Jika beranggapan bahwa pertarungan memang belum benar-benar berakhir, cara-cara konstitusional telah disiapkan oleh Negara untuk mengakomodir aspirasi dan perspektif keadilan yang di anut oleh masing-masing calon, hanya saja berdasarkan pengalaman pada pertempuran-pertempuran sebelumnya harusnya koalisi “taktis” ini mempertimbangkan secara komprehensif hasil-hasilnya sebelum kekalahan kedua kalinya diperoleh pada momentum transisi kekuasaan ini.

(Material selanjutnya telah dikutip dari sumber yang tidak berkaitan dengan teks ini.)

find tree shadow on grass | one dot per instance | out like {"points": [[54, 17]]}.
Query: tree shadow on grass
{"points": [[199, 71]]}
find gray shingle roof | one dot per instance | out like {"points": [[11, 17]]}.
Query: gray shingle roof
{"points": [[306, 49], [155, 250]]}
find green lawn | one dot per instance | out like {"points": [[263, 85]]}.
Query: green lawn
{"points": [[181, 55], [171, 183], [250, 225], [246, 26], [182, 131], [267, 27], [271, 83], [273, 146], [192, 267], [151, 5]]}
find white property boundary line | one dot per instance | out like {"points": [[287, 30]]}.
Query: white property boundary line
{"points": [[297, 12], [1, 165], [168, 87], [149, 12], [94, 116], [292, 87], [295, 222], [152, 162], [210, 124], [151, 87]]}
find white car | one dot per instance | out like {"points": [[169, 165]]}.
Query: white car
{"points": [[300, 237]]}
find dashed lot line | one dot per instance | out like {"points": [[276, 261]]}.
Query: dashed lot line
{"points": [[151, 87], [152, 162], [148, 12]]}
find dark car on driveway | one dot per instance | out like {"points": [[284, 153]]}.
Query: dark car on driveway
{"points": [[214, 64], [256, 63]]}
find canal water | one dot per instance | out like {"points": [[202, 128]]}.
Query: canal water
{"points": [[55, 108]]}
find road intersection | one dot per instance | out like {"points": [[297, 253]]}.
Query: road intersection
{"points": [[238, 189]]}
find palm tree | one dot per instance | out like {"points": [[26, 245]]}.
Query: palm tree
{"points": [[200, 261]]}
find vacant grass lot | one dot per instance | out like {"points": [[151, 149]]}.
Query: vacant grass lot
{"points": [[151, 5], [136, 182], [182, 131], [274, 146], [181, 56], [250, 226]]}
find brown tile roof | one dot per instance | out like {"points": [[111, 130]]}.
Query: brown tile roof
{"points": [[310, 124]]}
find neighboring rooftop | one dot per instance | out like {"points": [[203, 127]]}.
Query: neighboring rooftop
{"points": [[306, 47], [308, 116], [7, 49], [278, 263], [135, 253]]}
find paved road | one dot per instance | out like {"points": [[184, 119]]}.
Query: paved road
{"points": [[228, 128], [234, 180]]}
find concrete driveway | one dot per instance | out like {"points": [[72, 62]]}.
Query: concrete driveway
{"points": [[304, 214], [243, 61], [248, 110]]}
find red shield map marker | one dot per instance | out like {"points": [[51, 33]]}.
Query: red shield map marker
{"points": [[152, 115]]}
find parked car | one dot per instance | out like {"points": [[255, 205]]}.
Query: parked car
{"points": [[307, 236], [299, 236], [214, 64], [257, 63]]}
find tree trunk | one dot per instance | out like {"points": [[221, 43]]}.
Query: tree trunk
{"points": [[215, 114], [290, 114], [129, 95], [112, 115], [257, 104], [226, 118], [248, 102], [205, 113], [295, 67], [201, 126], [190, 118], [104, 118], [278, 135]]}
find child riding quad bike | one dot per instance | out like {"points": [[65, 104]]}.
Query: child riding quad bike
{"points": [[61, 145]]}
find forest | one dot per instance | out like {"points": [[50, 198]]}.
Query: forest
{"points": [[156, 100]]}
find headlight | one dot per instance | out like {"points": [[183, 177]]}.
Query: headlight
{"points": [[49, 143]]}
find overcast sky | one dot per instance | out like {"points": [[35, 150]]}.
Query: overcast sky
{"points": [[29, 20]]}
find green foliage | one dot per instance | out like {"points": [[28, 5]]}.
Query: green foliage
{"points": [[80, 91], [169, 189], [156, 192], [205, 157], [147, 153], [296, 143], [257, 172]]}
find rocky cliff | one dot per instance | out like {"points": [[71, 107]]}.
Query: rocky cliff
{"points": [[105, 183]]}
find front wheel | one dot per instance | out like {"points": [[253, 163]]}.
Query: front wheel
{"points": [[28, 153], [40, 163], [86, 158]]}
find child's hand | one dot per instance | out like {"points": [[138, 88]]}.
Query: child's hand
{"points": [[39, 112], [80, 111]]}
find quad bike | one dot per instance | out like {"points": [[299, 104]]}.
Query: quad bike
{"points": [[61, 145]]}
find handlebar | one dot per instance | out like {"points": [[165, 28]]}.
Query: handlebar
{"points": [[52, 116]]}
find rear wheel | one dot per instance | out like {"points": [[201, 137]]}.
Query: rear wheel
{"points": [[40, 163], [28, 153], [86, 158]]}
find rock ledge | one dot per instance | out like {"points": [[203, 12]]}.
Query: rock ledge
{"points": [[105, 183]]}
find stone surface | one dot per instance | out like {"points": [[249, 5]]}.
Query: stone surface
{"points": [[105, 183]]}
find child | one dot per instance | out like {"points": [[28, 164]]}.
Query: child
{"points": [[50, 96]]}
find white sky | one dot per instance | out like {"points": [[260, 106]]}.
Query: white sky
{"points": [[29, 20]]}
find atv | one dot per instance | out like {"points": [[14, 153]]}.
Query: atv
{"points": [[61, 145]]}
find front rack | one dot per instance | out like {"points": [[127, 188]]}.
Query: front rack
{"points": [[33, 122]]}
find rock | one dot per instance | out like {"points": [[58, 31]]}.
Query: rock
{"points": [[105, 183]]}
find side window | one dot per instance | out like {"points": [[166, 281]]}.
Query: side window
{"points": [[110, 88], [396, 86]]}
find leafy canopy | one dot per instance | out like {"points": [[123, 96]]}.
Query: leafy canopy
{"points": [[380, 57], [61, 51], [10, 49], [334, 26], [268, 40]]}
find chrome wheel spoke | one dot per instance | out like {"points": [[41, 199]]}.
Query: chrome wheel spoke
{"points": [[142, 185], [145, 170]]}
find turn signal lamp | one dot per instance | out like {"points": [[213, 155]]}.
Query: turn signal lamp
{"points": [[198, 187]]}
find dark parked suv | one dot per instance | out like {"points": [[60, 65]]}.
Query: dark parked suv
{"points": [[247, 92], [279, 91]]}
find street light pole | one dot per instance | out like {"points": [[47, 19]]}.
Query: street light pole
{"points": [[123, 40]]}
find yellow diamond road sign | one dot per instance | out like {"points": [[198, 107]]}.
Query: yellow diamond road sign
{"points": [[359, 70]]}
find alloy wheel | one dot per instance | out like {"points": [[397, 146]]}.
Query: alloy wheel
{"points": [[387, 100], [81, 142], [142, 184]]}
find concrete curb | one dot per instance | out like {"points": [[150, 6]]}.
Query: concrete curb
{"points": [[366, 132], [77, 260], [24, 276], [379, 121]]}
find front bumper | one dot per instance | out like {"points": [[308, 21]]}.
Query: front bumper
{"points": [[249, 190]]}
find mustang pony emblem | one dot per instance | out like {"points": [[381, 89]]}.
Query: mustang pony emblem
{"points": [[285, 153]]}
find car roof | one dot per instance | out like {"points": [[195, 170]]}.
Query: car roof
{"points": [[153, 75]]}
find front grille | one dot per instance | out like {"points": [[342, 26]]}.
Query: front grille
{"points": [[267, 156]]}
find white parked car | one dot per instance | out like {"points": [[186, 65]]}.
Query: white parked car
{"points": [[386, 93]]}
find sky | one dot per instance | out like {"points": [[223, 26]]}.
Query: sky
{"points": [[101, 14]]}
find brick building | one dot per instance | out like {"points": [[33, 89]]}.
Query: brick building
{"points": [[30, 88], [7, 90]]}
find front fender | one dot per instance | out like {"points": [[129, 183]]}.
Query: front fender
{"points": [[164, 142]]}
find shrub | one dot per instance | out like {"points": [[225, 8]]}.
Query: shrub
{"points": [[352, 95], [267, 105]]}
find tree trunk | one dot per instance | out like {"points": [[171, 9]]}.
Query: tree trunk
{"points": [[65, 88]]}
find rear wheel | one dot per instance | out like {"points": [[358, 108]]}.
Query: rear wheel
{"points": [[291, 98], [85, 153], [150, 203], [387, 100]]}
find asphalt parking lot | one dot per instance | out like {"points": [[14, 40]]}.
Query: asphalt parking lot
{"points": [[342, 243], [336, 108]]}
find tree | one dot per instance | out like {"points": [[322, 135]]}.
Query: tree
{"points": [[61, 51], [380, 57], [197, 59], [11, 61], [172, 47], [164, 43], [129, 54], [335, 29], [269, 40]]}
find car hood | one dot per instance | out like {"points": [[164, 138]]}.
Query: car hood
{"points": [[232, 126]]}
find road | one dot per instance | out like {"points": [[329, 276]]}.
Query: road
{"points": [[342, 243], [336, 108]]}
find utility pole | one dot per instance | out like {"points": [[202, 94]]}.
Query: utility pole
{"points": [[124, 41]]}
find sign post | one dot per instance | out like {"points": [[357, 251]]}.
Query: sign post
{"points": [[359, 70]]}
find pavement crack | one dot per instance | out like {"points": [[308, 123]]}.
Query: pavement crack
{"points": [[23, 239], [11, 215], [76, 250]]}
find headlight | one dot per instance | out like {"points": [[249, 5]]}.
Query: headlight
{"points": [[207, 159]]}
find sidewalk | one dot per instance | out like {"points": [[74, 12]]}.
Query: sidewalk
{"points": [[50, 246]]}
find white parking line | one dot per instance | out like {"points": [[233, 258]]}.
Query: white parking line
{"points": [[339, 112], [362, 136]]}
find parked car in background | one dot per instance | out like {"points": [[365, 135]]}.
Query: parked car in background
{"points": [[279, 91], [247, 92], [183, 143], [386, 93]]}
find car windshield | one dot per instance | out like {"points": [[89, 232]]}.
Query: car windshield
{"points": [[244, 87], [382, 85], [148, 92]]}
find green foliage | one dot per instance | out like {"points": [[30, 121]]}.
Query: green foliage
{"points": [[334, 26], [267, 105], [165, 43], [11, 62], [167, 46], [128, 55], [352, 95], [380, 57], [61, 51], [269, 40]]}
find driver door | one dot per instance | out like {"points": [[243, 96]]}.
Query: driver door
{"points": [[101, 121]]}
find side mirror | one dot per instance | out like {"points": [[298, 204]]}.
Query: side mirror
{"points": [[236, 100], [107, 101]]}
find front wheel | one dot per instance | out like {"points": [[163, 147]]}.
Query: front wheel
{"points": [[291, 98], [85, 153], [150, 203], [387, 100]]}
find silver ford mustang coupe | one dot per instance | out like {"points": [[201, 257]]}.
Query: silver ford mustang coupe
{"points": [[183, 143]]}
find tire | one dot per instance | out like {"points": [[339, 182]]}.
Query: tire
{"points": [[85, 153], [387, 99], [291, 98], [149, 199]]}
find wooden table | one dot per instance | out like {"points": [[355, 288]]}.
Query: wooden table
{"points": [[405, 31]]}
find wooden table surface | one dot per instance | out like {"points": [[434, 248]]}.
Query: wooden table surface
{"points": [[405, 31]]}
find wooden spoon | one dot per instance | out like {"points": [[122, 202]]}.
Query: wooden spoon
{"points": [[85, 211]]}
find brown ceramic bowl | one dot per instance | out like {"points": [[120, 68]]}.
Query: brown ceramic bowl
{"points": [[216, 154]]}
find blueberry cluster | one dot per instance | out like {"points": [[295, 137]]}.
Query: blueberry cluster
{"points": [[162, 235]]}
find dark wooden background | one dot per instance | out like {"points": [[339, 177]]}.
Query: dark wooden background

Terlambat, seharusnya jika ingin mengalahkan satu musuh dengan kekuatan yang besar para kandidat-kandidat yang kalah ini tidak membagi kekuatannya menjadi kelompok-kelompok kecil yang mudah ditumbangkan. Namun begitulah manusia, kekuasaan telah membutakan pikiran dan hatinya dengan harapan hasil yang maksimal dari kekuatan yang minimal. Semoga cacatan kecil ini dapat menjadi pengigat yang baik dan bijak bagi para kontestan yang kala untuk dapat mengikis libido berkuasanya.